/gogo

Gogo handles database migrations in Go code like yoyo-migrate for python (well, a little like that)

Primary LanguageGo

gogo

Gogo handles database migrations in Go code like yoyo-migrate for python (well, a little like that).

It has been tested with MySQL, Postgresql and with SQLITE3 driver.

USAGE

gogo considers a migration to be a gogo.Migration struct:

type Migration struct {
	Apply    func(*Tx)
	Rollback func(*Tx)
}

In practice, you create an array like so:

var myMigrations = []*gogo.Migration{
	{
		Apply: func(tx *gogo.Tx) {

		},
		Rollback: func(tx *gogo.Tx) {

		},
	},
}

To migrate the database to the latest version, gogo has:

// Apply migrates the database to the latest migration version
func Migrate(db *sql.DB, migrations []Migration) (err error) {

In your code, you would use:

	err := gogo.Migrate(db, myMigrations)
	if nil!=err {
		log.Fatal(err)
	}

gogo will always migrate to the latest version (which it tracks in the database using a table called, _gogo_migrations, although you can rename it with the function gogo.MetaTable("gogo_version_table") for instance).

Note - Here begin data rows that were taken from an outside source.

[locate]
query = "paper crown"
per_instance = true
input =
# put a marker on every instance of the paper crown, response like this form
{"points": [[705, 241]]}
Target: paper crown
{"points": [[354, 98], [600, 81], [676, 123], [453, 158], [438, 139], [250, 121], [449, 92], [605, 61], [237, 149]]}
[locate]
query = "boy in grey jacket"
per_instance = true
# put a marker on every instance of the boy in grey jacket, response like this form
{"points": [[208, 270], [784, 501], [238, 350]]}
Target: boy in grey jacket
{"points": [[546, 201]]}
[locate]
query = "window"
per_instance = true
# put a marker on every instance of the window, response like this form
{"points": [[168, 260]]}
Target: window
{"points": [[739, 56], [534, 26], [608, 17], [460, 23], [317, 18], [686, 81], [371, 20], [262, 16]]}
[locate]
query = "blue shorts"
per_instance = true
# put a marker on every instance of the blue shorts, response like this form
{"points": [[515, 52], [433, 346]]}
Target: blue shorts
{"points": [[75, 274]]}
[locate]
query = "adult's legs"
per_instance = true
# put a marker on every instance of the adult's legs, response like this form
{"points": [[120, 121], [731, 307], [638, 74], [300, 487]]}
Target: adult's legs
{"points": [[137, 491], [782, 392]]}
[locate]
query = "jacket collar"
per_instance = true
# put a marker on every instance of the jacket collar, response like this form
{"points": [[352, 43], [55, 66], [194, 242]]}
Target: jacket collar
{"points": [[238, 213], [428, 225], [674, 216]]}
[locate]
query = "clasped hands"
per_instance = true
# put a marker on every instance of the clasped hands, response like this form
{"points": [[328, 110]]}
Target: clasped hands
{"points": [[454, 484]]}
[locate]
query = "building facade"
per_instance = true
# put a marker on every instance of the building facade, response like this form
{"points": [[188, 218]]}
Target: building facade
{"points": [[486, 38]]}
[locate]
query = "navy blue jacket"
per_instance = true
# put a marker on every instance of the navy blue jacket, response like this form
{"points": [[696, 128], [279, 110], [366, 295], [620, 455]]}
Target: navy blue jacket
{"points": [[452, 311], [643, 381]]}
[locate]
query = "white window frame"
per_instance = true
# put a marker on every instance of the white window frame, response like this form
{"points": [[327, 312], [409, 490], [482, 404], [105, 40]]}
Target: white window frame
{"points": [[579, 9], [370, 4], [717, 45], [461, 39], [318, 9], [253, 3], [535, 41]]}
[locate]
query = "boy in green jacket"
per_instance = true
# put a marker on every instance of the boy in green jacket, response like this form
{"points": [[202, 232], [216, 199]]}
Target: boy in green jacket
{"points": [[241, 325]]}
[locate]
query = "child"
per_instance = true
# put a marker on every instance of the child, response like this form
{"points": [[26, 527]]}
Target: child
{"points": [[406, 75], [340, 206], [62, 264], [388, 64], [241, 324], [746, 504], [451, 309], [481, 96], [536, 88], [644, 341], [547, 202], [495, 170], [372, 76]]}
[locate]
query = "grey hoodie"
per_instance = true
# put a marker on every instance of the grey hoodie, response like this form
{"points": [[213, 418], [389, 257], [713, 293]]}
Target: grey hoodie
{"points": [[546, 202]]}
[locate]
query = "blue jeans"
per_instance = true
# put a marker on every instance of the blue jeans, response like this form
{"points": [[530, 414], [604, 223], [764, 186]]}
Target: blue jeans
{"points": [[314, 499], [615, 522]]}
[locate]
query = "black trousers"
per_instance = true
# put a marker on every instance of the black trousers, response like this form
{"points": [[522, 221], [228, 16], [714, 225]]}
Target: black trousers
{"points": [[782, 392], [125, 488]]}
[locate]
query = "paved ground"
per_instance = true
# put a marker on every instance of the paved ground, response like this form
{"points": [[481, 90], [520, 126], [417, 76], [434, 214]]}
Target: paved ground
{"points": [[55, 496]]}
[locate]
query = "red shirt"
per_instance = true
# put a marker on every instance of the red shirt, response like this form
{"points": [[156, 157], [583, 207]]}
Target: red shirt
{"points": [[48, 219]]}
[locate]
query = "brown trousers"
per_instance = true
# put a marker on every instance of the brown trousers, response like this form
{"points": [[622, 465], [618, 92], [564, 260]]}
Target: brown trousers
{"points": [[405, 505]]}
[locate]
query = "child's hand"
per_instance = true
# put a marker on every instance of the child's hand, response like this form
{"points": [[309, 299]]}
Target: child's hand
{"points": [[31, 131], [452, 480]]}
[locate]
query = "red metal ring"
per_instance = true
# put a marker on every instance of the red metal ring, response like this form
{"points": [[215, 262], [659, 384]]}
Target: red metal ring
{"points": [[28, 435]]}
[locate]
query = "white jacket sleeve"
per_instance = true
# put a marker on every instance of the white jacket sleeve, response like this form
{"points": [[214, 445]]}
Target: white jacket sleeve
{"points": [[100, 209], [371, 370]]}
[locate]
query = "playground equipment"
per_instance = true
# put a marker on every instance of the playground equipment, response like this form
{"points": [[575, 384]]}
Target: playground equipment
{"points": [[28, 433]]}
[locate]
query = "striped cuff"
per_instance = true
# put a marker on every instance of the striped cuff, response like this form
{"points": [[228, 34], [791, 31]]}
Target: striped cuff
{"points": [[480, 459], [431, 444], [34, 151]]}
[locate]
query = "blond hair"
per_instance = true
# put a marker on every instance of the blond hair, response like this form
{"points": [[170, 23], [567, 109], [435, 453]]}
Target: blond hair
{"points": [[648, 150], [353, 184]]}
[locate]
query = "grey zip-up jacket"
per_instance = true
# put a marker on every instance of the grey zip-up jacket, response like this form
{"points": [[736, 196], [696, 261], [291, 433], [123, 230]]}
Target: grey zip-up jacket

Rolling back a database is equally easy:

func Rollback(db *sql.DB, destinationVersionString string, migrations []Migration) (err error) {

In practice, this becomes:

	rollbackTo := flag.StringVar(`rollback`, `-1`, `rollback the database version to the nth-to-last migration`)
	flag.Parse()
	if ``!=*rollbackTo {
		err := gogo.Rollback(db, *rollbackTo, myMigrations)
		if nil!=err {
			log.Fatal(err)
		}
	}

When providing a rollback version, you can use a positive number (e.g. 0 would roll you right back to the database before any migrations were applied), or a negative number (-1 rolls back only the last migration defined, -2 the last 2 defined migrations), and so on. NOTE that the migration is calculated from the migrations defined, not the migrations applied. So if you -rollback -1 if will roll the database back to the next-to-last migration. If you -rollback -1 a second time, nothing will happen, because the database is already at the next-to-last migration.

DEFINING MIGRATION

The gogo.Migration methods Apply(tx *gogo.Tx) and Rollback(tx *gogo.Tx) come with an augemented *sql.Tx, that adds some utility functions. See the godoc or Tx.go for these.

FAILING MIGRATION

To fail a migration (or a rollback of one), just panic. gogo will catch the panic and report an error.

ERROR MESSAGES

Errors that occur while gogo executes are reported with gogo.PrintError. This is defined in the file Log.go as:

var PrintError = func(f string, args... interface{}) {
	fmt.Fprintf(os.Stderr, f, args...)
	log.Printf(f, args...)	
}

To use your own error logging, just set this to your own function:

	gogo.PrintError = func(f string, args... interface{}) {
		// ... handle the error yourself
	}

DIFFERENT DATABASES

gogo works with MySQL / Mariadb by default. However, it also supports Postgres and SQLite3.

To use a different database, you need to call gogo.SetInterface(gogo.DbInterface). gogo has three defined DbInterfaces: gogo.MysqlInterface, gogo.PgInterface and gogo.Sqlite3Interface. So, to use gogo with PostgresQL, you need:

gogo.SetInterface(&gogo.PgInterface)

To use gogo with Sqlite3:

gogo.SetInterface(&gogo.Sqlite3Interface)

If you would like to use gogo with a different database, have a look at DbInterface.go, MysqlInterface.go, PgInterface.go and Sqlite3Interface.go for examples of providing the functionality gogo requires to support a different database engine.